Gazioglu juga memperingatkan bahwa dampak perubahan iklim semakin terlihat di perairan Turkiye, termasuk meningkatnya risiko lendir laut (mucilage) di Laut Marmara, berkurangnya kadar oksigen di Laut Hitam, serta gelombang panas laut dan spesies invasif di Laut Mediterania.
Direktur Institut Ilmu Kelautan Universitas Teknik Timur Tengah, Prof. Baris Salihoglu, mengatakan COP31 seharusnya dipandang bukan hanya sebagai konferensi iklim, tetapi juga sebagai forum utama untuk membahas persoalan laut.
"Kita harus memandang COP31 bukan hanya sebagai konferensi iklim, tetapi juga sebagai 'COP Lautan' yang kuat, karena dampak perubahan iklim yang paling nyata kini muncul di wilayah laut," kata Salihoglu.
Ia menuturkan bahwa pemanasan perairan, pengasaman, hilangnya oksigen, dan degradasi ekosistem terus meningkat, sementara polusi plastik, penangkapan ikan berlebihan, dan kerusakan habitat masih membebani lingkungan laut.
"Saat ini kita tidak hanya perlu berbicara tentang melindungi laut, tetapi juga merancang ulang cara kita memanfaatkannya," ujarnya.
Presiden Yayasan Penelitian Kelautan Turki (TUDAF), Prof. Bayram Ozturk, mengatakan perubahan yang dipicu iklim semakin terlihat di kawasan Laut Mediterania dan Laut Hitam.
"Laut Mediterania semakin bersifat tropis, sementara Laut Hitam semakin menyerupai Mediterania," kata Ozturk.
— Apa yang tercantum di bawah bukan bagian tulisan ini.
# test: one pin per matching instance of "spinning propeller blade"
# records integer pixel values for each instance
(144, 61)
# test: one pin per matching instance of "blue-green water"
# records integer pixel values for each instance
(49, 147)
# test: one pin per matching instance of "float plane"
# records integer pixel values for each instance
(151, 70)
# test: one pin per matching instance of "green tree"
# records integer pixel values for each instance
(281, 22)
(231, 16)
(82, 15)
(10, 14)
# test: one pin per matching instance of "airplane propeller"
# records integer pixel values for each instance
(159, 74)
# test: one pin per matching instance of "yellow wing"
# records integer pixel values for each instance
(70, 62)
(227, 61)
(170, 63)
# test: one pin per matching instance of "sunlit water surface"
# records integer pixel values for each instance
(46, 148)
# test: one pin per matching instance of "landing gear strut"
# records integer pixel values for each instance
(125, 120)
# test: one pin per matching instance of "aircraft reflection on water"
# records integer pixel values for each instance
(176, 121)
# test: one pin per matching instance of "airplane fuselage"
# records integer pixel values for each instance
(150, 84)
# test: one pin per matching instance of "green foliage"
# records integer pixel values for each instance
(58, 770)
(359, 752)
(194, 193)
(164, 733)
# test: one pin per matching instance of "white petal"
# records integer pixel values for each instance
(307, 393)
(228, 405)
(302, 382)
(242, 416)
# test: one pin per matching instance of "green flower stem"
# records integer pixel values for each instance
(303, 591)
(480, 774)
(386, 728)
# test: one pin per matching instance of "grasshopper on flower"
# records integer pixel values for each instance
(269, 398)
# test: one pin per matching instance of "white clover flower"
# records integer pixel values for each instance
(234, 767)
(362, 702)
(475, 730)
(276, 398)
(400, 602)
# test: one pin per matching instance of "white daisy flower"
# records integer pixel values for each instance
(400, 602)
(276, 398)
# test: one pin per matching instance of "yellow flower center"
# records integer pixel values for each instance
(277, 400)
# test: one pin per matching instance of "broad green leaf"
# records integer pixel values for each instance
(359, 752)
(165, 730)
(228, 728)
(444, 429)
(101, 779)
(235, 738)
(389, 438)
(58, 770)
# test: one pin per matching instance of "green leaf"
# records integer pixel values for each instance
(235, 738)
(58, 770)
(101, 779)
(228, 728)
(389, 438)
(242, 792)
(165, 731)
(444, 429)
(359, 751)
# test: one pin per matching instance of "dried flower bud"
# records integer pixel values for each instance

Ia menjelaskan bahwa jumlah spesies yang bermigrasi dari Laut Merah ke Laut Mediterania melalui Terusan Suez meningkat drastis dalam satu abad terakhir. Hingga 2021, lebih dari 1.000 spesies telah tercatat memasuki Mediterania dan sekitar 700 di antaranya telah menetap dalam ekosistem kawasan tersebut.
Ozturk menilai Turkiye berpotensi memainkan peran utama dalam upaya konservasi laut di tingkat regional. Menurut dia, menjadi tuan rumah Konferensi Laut PBB di masa mendatang dapat menjadi peluang untuk menampilkan berbagai upaya Turkiye dalam perlindungan laut dan pengelolaan samudra yang berkelanjutan.